Yet another attempt by far right Florida Republicans to not let the market speak for itself, but try to predetermine what people should take in university based on a BS idea of what leads to jobs and what doesn’t. This is just attempted thought control, brought on by the fact that Republicans can’t win the war of ideas so they have to resort to minimizing those ideas and disincentivizing those who might be interested in them. What they want, as I’ve said many times, is the mall of ideas, not the marketplace of ideas. They want the store shelves stocked with the stuff they like, and they want the shoppers to buy those ideas as if there were no others that were better.
Standard disclaimers – no not every idea from conservatives is bad. But any of these categories in the US, like “conservative”, “liberal”, even “socialist”, is highly malleable and dependent on the time and place. For these people, “conservative” basically means “ideas we and our people like and what pisses off liberals”, while “liberal” means “stuff we don’t like”.
So, if we just look at what these reactionaries do, rather than what they say, we can see what they stand for, or rather, what they stand against, which is the same thing. They stand for what they think will make people lots of money (whether it will or not is another question) and, equally importantly, keep them docile and prone to consume.
Their idea of the university is literally just a job training depot. All the complex problems of the modern world should not be solved by careful examination and research, by bringing the best minds into conversation, by interdisciplinary teams, but by the market. This market fundamentalism is not defended, nor can it be.

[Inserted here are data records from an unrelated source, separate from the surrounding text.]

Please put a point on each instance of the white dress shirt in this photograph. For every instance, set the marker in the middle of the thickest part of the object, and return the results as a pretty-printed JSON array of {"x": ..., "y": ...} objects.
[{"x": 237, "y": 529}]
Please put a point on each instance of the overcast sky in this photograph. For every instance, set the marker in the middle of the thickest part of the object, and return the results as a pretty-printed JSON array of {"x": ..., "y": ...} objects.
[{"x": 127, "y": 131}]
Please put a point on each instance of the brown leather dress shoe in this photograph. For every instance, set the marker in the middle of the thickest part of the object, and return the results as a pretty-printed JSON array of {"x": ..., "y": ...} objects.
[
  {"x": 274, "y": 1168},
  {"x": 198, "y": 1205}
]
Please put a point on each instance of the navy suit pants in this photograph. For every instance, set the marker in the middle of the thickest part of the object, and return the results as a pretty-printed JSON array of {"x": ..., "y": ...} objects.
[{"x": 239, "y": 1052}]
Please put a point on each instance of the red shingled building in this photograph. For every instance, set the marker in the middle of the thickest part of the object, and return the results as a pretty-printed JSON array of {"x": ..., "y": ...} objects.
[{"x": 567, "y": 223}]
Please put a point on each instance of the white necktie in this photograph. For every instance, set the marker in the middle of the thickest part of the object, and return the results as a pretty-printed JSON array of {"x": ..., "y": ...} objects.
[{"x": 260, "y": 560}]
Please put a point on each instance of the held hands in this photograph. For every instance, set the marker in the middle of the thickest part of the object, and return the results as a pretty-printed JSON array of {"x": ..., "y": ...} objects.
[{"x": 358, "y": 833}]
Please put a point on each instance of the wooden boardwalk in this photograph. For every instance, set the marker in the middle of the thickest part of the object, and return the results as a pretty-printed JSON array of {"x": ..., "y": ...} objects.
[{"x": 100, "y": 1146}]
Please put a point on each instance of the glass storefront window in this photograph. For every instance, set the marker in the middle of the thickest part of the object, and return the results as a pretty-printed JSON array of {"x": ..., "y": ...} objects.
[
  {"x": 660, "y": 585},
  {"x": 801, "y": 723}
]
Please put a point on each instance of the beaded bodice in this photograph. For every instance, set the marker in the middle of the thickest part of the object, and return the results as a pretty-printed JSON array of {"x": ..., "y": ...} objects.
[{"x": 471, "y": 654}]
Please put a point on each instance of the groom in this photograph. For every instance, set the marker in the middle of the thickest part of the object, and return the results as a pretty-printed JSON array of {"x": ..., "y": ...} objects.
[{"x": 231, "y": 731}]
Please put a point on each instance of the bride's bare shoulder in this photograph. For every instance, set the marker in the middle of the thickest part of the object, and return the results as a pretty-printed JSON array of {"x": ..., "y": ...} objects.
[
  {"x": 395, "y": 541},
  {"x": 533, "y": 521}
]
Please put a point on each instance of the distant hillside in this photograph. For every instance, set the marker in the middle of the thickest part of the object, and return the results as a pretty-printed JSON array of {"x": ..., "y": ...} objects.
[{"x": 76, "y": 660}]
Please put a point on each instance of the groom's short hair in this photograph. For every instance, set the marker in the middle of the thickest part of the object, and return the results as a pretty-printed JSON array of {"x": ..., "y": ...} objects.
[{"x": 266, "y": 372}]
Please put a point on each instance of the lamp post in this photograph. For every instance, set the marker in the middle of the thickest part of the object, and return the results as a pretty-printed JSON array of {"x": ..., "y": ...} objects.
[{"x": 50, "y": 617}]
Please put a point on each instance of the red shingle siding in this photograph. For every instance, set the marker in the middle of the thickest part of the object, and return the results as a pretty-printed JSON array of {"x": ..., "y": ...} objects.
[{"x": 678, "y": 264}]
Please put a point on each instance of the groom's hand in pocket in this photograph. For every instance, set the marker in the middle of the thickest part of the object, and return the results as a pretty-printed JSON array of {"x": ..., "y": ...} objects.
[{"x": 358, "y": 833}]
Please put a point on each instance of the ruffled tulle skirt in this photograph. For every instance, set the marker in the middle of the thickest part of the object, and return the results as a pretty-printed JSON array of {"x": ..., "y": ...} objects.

It is an evangelical faith, revealed by…someone, Ayn Rand maybe, or some other dimly understood, overly simplified philosopher or economist. Like I say, it’s not that many conservative ideas are not considered, it is that they have been considered and found wanting. They appeal only to their own literature and their own faith basis. And so, they need to be propped up politically.
That’s what this is – propping up a version of education that can’t stand up to real scrutiny and real research. Where’s the research that says we should only train people in something that leads to a job? How do we know this? How do we know the jobs of the future? Is it any job, or an approved list of jobs? What about people with multiple skill areas? What about a Steve Jobs, who was as much a design and art person as he was a technology person? This is a vacuous plan, made by resentful, small people who can’t win their arguments by reason. This is Republicanism today.